Back when Yosemite was available only as developer previews, Rich had already documented on the Apple dev forums a process that seemed to disable this diagnostics prompt. This involves writing additional keys to a file at /Library/Application Support/CrashReporter/DiagnosticMessagesHistory.plist. In my testing, unchecking both checkboxes (Apple and app developers) for diagnostic submissions results in at least the following keys getting set in this plist:

<key>AutoSubmitVersion</key>
<integer>4</integer>
<key>AutoSubmit</key>
<false/>
<key>ThirdPartyDataSubmitVersion</key>
<integer>4</integer>
<key>ThirdPartyDataSubmit</key>
<false/>

I looked again at whether this was still something that comes into play given this most recent 10.10.1 update. Digging through the binary at /System/Library/CoreServices/SubmitDiagInfo seems to suggest it is, with logging messages like: Diagnostic message history store was not writeable. Will not submit diagnostic messsages, admin user was unable to write into diagnostic message history, and methods that determine whether the authenticated user is an admin user.
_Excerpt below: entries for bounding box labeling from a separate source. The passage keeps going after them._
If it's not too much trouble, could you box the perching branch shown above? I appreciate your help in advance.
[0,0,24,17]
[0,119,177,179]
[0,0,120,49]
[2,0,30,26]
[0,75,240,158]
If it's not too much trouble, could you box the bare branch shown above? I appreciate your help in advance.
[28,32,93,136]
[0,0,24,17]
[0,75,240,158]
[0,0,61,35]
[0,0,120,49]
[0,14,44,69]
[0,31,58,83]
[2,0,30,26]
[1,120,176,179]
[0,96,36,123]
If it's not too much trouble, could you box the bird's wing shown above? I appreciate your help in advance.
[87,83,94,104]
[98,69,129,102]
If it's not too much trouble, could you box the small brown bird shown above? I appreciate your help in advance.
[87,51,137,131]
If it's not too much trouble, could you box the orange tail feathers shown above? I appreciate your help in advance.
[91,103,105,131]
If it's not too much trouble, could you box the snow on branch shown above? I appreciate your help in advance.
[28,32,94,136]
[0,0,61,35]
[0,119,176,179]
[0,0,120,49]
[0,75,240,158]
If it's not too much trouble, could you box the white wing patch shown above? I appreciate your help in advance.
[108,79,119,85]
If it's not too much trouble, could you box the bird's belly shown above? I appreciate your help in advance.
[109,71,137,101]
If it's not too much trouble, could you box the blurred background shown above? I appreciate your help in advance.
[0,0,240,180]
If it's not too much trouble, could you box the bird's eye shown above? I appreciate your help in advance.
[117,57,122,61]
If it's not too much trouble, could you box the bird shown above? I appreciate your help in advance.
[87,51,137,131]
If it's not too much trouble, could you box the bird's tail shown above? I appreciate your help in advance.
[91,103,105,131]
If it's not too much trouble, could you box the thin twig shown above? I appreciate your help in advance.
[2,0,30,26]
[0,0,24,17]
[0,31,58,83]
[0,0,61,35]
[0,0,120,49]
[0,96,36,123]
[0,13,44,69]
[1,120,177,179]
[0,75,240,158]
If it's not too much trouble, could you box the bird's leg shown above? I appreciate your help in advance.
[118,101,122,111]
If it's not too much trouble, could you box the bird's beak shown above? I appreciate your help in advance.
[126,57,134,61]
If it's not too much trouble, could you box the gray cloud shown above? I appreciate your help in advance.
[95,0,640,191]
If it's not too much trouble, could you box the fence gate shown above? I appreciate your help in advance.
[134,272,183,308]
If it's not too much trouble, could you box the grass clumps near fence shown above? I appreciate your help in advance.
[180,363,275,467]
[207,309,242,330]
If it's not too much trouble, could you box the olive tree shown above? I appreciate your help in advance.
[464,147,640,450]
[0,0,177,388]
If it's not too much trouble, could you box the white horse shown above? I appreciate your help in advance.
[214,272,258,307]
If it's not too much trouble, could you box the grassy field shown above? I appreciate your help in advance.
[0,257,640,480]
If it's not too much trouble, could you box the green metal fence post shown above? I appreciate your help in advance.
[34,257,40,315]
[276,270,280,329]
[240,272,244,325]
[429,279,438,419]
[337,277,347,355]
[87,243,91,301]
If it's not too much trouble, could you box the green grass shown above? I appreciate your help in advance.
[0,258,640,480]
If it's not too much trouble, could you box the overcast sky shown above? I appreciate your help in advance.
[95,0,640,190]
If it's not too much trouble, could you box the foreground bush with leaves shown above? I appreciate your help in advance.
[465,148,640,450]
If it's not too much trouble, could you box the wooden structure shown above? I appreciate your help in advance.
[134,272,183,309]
This all confirms that the service managing the diagnostic messages expects that admin users can write directly to this file (and indeed, systems I’ve seen all set this file to have read/write access for the admin group).

I’ve since performed tests deploying an new, unbooted 10.10.1 image that contains no LastSeenBuddyBuildVersion key in com.apple.SetupAssistant, where in previous Yosemite testing I’d been setting this key via a Configuration Profile.

So as far as I can tell, it may be enough to suppress this diagnostics prompt using only a DiagnosticMessagesHistory.plist file placed at /Library/Application Support/CrashReporter/DiagnosticMessagesHistory.plist, containing the above four keys. I’ve tested deploying this file within an image (built with AutoDMG) using a standard installer package with no scripts.

One could also apply these plist keys to a booted system (using Munki, for example) using a script like the following. Note the lack of the "$3" variable, meaning this script would not apply to non-booted volumes if run within a postinstall script. This script actually leaves the defaults as suggested by Apple, so tweak as desired – the objective here is to set them to something so that this phase of the Setup Assistant does not show.

I consider this all still speculative. Rich Trouton has (also today) documented an alternate approach to suppressing this diagnostics dialog. My theory at this time of writing is that while perhaps updating the setting for LastSeenBuddyBuildVersion in the Setup Assistant prevents these additional screens from showing, it’s not what is actually determining the behavior of the diagnostics reporting mechanism.